We found low levels of inbreeding and spatial genetic structure among the 71 sampled mothers (F ST = 0.024, R ST = 0.014, F IS = 0.009). Assessment of K values following the ΔK method identified K = 2 as the most likely number of genetic populations for sampled mothers ( Supplementary Table 5 ). However, K = 1 had the best likelihood score (Mean LnP(K) = −1910.7) and the plot for K = 2 ( Supplementary Figure 2 ) showed no discernable pattern of admixture across mothers. The 720 seeds also showed low levels of spatial genetic structure (F ST = 0.058), but increased inbreeding (F IS = 0.121). Restricting the analysis to outcrossed seeds and independent pollination events (n = 343) showed similar results (F ST = 0.045; F IS = 0.082).
Mating System
Outcrossing rates (t ± SD) for the 720 seeds were high, (t m = 0.927 ± 0.015; t s = 0.812 ± 0.021). The multilocus correlation of paternity (r p ± SD) was 0.094 ± 0.014, while the biparental inbreeding rate (t m – t s ± SD) was 0.115 ± 0.015. The single locus inbreeding coefficient of maternal plants (F ± SD) was 0.032 ± 0.025.
Paternity Analysis
The 11 microsatellite loci provided a multilocus exclusion probability of 0.997 and a multilocus probability of identity of < 0.001 ( Supplementary Table 4 ), suggesting that the loci had enough genetic information to discriminate among potential fathers and exclude clones. Paternity analysis identified 10% of the sampled seeds as selfed (72 seeds were classified as selfed while 648 seeds were classified as outcrossed).

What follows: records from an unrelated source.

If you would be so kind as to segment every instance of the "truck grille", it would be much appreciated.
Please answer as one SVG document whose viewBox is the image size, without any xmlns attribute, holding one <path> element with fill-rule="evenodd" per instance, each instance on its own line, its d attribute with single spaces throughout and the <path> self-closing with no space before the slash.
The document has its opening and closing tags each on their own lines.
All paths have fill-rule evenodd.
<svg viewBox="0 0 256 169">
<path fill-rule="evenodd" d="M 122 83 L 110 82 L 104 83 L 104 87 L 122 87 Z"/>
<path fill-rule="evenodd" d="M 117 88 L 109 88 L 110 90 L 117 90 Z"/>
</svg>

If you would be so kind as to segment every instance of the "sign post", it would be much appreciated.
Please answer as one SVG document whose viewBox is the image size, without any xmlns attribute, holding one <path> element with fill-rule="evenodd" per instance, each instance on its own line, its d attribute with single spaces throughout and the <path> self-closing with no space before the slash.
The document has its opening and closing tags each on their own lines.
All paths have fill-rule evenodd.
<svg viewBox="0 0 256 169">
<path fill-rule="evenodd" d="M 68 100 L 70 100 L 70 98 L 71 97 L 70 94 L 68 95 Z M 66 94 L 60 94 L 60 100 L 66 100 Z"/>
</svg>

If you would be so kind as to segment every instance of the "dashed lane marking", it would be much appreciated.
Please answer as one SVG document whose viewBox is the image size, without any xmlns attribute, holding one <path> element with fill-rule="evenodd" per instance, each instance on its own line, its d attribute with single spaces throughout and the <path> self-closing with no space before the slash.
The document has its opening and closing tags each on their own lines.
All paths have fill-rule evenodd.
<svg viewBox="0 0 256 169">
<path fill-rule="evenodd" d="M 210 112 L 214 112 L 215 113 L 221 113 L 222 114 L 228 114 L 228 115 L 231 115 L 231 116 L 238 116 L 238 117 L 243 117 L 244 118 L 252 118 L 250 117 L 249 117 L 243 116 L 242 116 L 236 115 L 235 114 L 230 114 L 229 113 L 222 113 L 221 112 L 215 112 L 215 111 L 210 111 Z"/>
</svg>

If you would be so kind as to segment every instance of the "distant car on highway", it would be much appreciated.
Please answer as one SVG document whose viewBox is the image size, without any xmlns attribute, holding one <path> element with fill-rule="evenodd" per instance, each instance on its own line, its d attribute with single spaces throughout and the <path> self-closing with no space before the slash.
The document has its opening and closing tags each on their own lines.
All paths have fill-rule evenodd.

Contemporary Pollen-Mediated Gene Flow
To evaluate the hypothesis that neighboring mothers sample pollen pools that are genetically distinct, as expected under pollination by traplining hummingbirds, we tested for pollen pool differentiation among sites and among mothers nested within sites. For this, we fitted three hierarchical AMOVA models that differed in whether outcrossed seeds and independent pollination events were included or not, thus accounting for potential overestimation of pollen pool differentiation among neighboring mothers due to selfing and correlated paternity. The hierarchical AMOVA that included only outcrossed seeds and independent pollination events (n = 343; 18 sites) showed significant pollen pool differentiation among sites (Φ CT) and among mothers within sites (Φ SC) ( Table 1A ). Specifically, we found that the degree of pollen pool differentiation among mothers within sites (Φ SC = 0.0506, p < 0.001) was almost two times greater than that among sites (Φ CT = 0.0285, p < 0.001). Note that the average pollen pool differentiation among two mothers from different sites would amount to the sum of the within- and among-site components (Φ ST = Φ SC + Φ CT). Thus, almost two thirds of the differentiation of pollen pools sampled among mothers from different sites (Φ SC /Φ ST = 0.639) was due to pollen pool differentiation among neighboring plants, while about one third (Φ CT /Φ ST = 0.360) was due to pollen pool differentiation among sites.
Table 1.
Model | Source of genetic variation | Degrees of freedom | Sums of squares | Estimated mean squares | Φ-statistic | p-value |
---|---|---|---|---|---|---|
A | Among sites | 17 | 505.99 | 29.764 | Φ CT = 0.0285 | <0.001 |
Among mothers within sites | 53 | 1060.53 | 20.010 | Φ SC = 0.0506 | <0.001 | |
B | Among sites | 17 | 515.69 | 30.334 | Φ CT = 0.0273 | <0.001 |
Among mothers within sites | 53 | 1096.49 | 20.688 | Φ SC = 0.0635 | <0.001 | |
C | Among sites | 17 | 891.61 | 52.447 | Φ CT = 0.0332 | <0.001 |
Among mothers within sites | 53 | 1537.73 | 29.013 | Φ SC = 0.0862 | <0.001 |
Model A included a single randomly chosen outcrossed seed per fruit (343 seeds from 71 mothers), thus accounting for selfing and non-independent pollination events. Model B included a single randomly chosen seed per fruit (357 seeds from 71 mothers), thus accounting for non-independent pollination events but not for selfing. Model C included all 720 seeds (from 71 mothers and 357 fruits).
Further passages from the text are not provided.